Depression & Mood Disorder


Welcome to our website page dedicated to providing valuable insights into depression and mood disorders. As an experienced medical professional, Dr. Amrit Pattojoshi aims to shed light on this important topic and help you understand the complexities surrounding these conditions. In this article, we will delve into the nature of depression, explore common mood disorders, and discuss the role of electrocardiography (ECG) in their diagnosis.

Depression & Mood Disorders: A Closer Look:

Depression is a common mental health condition characterized by persistent feelings of sadness, hopelessness, and a loss of interest or pleasure in activities. It is essential to recognize that depression is more than just feeling down; it is a clinical condition that affects a person's thoughts, emotions, and daily functioning. Mood disorders, on the other hand, encompass a broader spectrum of conditions, including major depressive disorder, bipolar disorder, and dysthymia.

Major Depressive Disorder: Major depressive disorder is the most prevalent type of mood disorder. It involves experiencing intense depressive symptoms that persist for at least two weeks or longer. These symptoms may include persistent sadness, fatigue, changes in appetite, sleep disturbances, and difficulty concentrating.

Bipolar Disorder: Bipolar disorder is characterized by extreme shifts in mood, ranging from periods of elevated, euphoric feelings (manic episodes) to episodes of depression. These mood swings can significantly impact an individual's daily life, relationships, and overall well-being.

Dysthymia: Dysthymia, also known as persistent depressive disorder, involves long-term, chronic symptoms of depression that last for at least two years or longer.

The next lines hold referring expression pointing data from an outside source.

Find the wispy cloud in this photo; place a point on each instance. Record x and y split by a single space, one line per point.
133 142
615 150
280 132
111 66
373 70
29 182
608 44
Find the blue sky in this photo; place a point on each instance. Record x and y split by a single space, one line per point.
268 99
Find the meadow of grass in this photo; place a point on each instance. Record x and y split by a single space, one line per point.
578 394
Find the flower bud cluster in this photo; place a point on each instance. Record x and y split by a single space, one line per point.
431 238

While the symptoms may be less severe than those of major depressive disorder, they can still have a significant impact on a person's quality of life.

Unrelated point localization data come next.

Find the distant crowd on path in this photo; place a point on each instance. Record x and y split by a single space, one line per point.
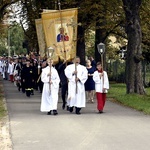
79 84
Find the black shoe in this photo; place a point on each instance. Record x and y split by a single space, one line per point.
63 106
78 113
71 109
55 112
49 113
100 111
67 108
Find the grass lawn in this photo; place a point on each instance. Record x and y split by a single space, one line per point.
138 102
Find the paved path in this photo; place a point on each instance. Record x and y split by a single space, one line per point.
119 128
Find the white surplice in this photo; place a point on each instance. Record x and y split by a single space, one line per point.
76 99
102 82
49 98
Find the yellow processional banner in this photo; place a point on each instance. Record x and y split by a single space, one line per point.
60 29
40 37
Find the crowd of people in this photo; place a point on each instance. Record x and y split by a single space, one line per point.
79 84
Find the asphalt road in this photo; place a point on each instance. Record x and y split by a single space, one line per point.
118 128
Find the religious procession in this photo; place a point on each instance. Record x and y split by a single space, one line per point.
57 67
76 83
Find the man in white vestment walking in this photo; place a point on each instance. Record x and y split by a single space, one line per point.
51 80
77 75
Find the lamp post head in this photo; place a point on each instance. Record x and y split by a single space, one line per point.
101 48
50 51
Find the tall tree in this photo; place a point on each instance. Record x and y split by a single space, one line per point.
134 80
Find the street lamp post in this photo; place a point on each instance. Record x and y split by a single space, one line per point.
101 50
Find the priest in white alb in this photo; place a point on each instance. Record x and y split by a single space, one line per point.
51 80
77 75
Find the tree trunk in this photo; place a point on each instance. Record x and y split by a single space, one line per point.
134 78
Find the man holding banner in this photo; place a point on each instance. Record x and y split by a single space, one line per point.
77 75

The Role of ECG in Diagnosis:

Electrocardiography (ECG) is a diagnostic tool commonly used in cardiology to evaluate the electrical activity of the heart. While it may seem unrelated to mental health, recent research suggests a potential connection between heart health and mood disorders.

Studies have shown that individuals with depression and mood disorders may exhibit changes in their heart's electrical patterns, as reflected in their ECG readings. These abnormalities could be indicators of an increased risk of cardiovascular diseases and can help healthcare professionals identify individuals who may require additional cardiac assessments.

Additionally, some medications used in the treatment of depression and mood disorders, such as certain antidepressants, can affect the heart's electrical conduction system. Regular ECG monitoring is vital to ensure the safety and effectiveness of these medications.


Depression and mood disorders can significantly impact an individual's life, making it crucial to raise awareness and foster understanding. By exploring the various types of mood disorders and highlighting the potential role of ECG in their diagnosis, we hope to provide you with valuable insights and encourage open conversations about mental health.

Remember, seeking professional help is crucial if you or someone you know is experiencing symptoms of depression or a mood disorder. Dr. Amrit Pattojoshi and our dedicated team are here to provide the support and guidance needed to navigate these challenges. Together, we can work towards a brighter and healthier future.